A few thoughts on my 40 yrs of continuous ownership of #4366:

I've fixed a number of Panteras with 'bad wheel bearings'. In most cases, the bearings were perfect but the OEM stub axle was worn. And by 'wear', I mean maybe 0.001" of metal missing or pounded into a tiny ridge around where the bearing race runs. To check these dimensions, one needs a five-place 1 to 1-1/2" micrometer or you're just guessing. What happened at the factory that originally made the axles was, some of the hollow stock axles were machined slightly undersized for a proper press fit into the wheel bearings. OEM bearings by SKF or anyone else requires a 0.0003"-0.0008" interference fit. And yes- all those zeros are important. A 6 inch calipers or Harbor Freight mic' won't tell you this.

* Many of the OEM axles were made with NO press-fit interference as mentioned. Compounding this problem, bearing-race steel is super-hard while stock stub axles were made of mild steel. This combination only works IF the press-fit dimension is correct. If the fit is loose for any reason, guess which one suffers? Right- the softest one.

* Nowadays, repro axles are made of 300-M steel and are solid, not hollow: better steel and a 20% stronger design. I no longer weld-repair stock axles- the repo's are simply better all around. Don't waste your money on hollow OEM axles with any sort of repair.And the nuts are supposed to be one-use-only.

* Big sticky tires: If stock axles don't wear from inadequate press-fit, they break under even stock engine torque with oversized modern tires and sticky rubber compounds. Real racers know that perfect, properly assembled stock rear axles and race tires were mostly good for about 4 hrs of intensive racing before the axle broke at the shaft-to-wheel flange.  A dozen laps of club-level open-track is not 'intensive racing'.

* To check the ball-bearing-vs-tapered-rollers thing, over 20 years ago I converted ONE side of our Pantera to tapered rollers (my own design) and the other with stock ball bearings- with correct press fit. They've both been on our car for coming up on 50,000 miles- none of them very easy. No problems from either side so far, so no advantage either way. Theoretically, ball bearings should run cooler but I've seen no measurable difference on the street.
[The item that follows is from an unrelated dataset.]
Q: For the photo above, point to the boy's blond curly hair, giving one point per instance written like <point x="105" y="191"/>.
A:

* Tightness of the axle spanner nut: the SAE says that a fine-thread steel shaft & nut of 1-1/2" OD will shear at around 1100 ft-lbs. At only 400-ft-lbs of torque as used on most Panteras, the inner bearing spacer, again of mild steel, will indent against the much harder bearing races and get shorter over time, running 400-500 bhp through the assembly. Some shops and owners face the spacer smooth so it looks nice.  Re-tightening the nut with a now slightly shorter spacer forces the nut to thread down the axle a little further. At some point, the axle runs out of threads so the nut is really tight but the sandwiched assembly is a bit loose. Bingo- another 'bad wheel bearing'.